How To Scrape Amazon Best Sellers: Python tutorial

Akvilė Lūžaitė

Last updated on

2024-10-14

8 min read

Amazon is the biggest e-commerce site in the world – with countless products and millions of customers. It's no wonder that retailers are trying to get started and, more importantly, to get noticed in Amazon's marketplace.

The Best Sellers page on Amazon helps those retailers perform market research – it displays the best selling products on Amazon and can act like a guide for what products to stock in your own store. However, shopping sites like Amazon make it challenging to track prices on items, especially specific ones that you might be interested in.

This is where web scraping can be a good solution – it removes all the possible manual labor out of the equation. While you can scroll and write down the products and the prices you think you should remember, you can also use Python and a few additional libraries to automatically scrape Amazon Best Sellers sites into known data formats, like csv. This way, you can use the structured data to analyze, monitor, and track Amazon Best Sellers items to achieve your desired results.

In this tutorial, we’ll be looking at how to scrape Amazon Best Sellers pages with Python and introduce an easier way to scrape any e-commerce website.

What are Amazon Best Sellers?

Amazon offers a unique way of positioning their products – the Amazon Best Sellers Rank or Amazon BSR ranks all products available on the marketplace according to their sales volume. Customers can easily identify the best-selling products worldwide and see the position of the product they are considering to buy. The BSR ranking is displayed in each product’s description page and is updated periodically, showing the most accurate market trends.

In short, the Best Sellers sites are just product pages, and the scraping information on them is not that much different than scraping data from a regular Amazon page. However, Amazon, among other big sites, have mechanisms in place that make it a challenge to access this publicly available data.

Without proper measures, your IP address can easily be blocked by Amazon for too many requests and you won’t be able to scrape the site anymore. This can be avoided by implementing a few safety measures in your Python code when scraping, but it is a challenge to not get constantly blocked by Amazon.

Prepare the Environment

You can download the latest version of Python from the official website.

To store your Python code, run the following command to create a new Python file in your current directory.

touch main.py

Choosing and installing dependencies

Next, set up the dependencies required for scraping.

To better overcome Amazon restrictions, we’ll be using Selenium, a browser automation tool that can more reliably imitate real user requests.

Amazon, as well as other major sites, have well-established bot detection algorithms. These algorithms can easily detect if a request is coming from, let’s say, a Python application instead of a browser.

Therefore, if you attempt to send a basic HTTP request with something like the requests library, it’s likely that you will receive a response with a status code beginning with 500 or 400, indicating that the request is unsuccessful.
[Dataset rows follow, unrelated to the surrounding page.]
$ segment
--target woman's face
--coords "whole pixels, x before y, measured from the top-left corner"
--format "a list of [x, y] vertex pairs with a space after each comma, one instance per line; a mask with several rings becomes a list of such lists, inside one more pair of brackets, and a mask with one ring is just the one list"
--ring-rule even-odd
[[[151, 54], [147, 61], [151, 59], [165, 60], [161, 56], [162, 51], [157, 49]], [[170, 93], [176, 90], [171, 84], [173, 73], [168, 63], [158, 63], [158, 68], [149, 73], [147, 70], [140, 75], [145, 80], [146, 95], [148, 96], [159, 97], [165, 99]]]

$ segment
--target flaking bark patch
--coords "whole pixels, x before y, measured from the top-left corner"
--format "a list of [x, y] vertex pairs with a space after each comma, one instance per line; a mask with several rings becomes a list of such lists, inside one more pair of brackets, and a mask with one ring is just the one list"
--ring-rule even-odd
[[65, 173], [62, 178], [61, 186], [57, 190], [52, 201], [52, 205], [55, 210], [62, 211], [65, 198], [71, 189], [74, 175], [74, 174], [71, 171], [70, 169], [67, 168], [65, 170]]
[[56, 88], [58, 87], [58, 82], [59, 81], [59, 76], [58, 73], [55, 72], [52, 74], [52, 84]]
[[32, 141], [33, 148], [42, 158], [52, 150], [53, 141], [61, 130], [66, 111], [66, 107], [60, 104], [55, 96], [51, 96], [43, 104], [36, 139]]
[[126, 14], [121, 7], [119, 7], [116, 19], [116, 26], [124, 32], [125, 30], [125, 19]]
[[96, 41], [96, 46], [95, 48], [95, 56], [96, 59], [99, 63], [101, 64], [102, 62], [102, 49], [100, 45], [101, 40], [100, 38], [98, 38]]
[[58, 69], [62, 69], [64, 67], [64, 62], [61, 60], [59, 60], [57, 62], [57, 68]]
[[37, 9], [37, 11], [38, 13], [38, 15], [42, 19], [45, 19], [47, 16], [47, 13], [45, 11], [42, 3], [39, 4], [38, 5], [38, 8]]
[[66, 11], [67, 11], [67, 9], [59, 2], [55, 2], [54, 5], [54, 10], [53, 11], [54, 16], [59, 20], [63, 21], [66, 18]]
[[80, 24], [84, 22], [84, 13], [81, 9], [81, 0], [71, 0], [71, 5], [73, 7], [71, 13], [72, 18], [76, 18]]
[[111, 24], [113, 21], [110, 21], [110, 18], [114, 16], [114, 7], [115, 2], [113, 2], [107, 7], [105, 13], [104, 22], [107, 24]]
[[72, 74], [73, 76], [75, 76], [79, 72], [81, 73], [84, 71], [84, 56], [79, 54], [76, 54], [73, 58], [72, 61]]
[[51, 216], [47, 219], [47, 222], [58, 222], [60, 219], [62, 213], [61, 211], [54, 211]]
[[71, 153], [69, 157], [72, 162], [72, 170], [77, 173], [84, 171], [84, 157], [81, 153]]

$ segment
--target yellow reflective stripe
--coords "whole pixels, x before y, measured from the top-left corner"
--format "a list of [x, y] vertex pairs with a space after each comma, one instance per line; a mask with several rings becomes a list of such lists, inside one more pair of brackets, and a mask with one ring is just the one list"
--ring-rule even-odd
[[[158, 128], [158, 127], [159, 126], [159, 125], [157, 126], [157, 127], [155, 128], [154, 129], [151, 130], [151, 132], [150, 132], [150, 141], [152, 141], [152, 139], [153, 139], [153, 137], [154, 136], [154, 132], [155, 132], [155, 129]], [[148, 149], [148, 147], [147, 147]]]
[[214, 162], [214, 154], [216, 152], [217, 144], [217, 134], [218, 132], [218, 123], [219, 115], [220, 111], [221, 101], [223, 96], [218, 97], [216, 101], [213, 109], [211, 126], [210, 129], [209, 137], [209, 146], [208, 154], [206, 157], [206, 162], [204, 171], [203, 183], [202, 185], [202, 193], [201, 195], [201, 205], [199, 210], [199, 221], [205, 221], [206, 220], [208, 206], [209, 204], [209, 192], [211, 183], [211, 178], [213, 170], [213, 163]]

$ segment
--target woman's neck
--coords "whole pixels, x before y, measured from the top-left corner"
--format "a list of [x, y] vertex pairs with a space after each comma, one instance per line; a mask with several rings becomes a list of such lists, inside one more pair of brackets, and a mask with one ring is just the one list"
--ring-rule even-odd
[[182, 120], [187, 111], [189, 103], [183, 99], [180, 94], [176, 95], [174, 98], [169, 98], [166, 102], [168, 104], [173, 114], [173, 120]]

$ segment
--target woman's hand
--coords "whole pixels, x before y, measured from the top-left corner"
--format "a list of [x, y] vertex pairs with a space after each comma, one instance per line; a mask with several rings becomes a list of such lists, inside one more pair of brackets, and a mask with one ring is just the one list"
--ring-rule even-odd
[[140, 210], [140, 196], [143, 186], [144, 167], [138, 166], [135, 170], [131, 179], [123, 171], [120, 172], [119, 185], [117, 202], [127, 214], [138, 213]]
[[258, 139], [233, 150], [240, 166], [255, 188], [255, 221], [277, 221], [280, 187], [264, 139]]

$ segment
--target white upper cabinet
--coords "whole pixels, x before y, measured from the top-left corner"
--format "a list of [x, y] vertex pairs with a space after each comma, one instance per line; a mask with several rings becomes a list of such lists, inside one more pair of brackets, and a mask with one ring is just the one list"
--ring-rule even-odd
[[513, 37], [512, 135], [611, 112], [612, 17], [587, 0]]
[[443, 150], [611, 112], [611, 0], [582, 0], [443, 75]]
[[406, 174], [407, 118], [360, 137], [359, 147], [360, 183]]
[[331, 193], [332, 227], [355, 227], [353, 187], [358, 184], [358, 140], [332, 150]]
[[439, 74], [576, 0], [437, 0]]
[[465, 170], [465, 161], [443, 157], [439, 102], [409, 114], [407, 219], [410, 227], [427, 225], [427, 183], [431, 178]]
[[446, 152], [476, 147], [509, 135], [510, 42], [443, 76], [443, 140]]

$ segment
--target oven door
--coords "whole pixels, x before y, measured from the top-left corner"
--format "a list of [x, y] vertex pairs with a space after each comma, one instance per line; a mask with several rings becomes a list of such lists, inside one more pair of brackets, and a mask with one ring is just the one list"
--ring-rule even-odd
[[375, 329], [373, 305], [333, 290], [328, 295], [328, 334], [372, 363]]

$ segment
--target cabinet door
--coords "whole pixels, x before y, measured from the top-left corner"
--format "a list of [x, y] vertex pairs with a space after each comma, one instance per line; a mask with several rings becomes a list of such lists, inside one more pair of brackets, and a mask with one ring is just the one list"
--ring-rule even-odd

One of the most common ways to bypass these restrictions is to send a request with headers that a browser normally uses. This is usually sufficient enough, but to get consistent results, it does require using different headers from time to time.

Another way to scrape Amazon more consistently is to use a browser automation tool such as Selenium.

Selenium is typically used to manipulate a browser window programmatically – it can be used in different use cases, such as automated testing, or in our case, a web scraping project.

In this case, the benefit of using a tool like Selenium is that it reduces the need to manually imitate a browser. Choosing between imitating requests and a browser automation tool like Selenium is mostly a matter of preference. Still, we’ll be using Selenium and the Chrome web driver for this tutorial.

We’ll also be using webdriver-manager, which automatically installs the necessary drivers for using the browser automation.

Lastly, pandas will be used to store our extracted data to a file.

So, to start, you will need to run the command below to install the mentioned dependencies.

pip install selenium webdriver-manager pandas

Scraping Amazon Best Sellers Data

With our environment ready, we can start with setting up the code needed to scrape Amazon.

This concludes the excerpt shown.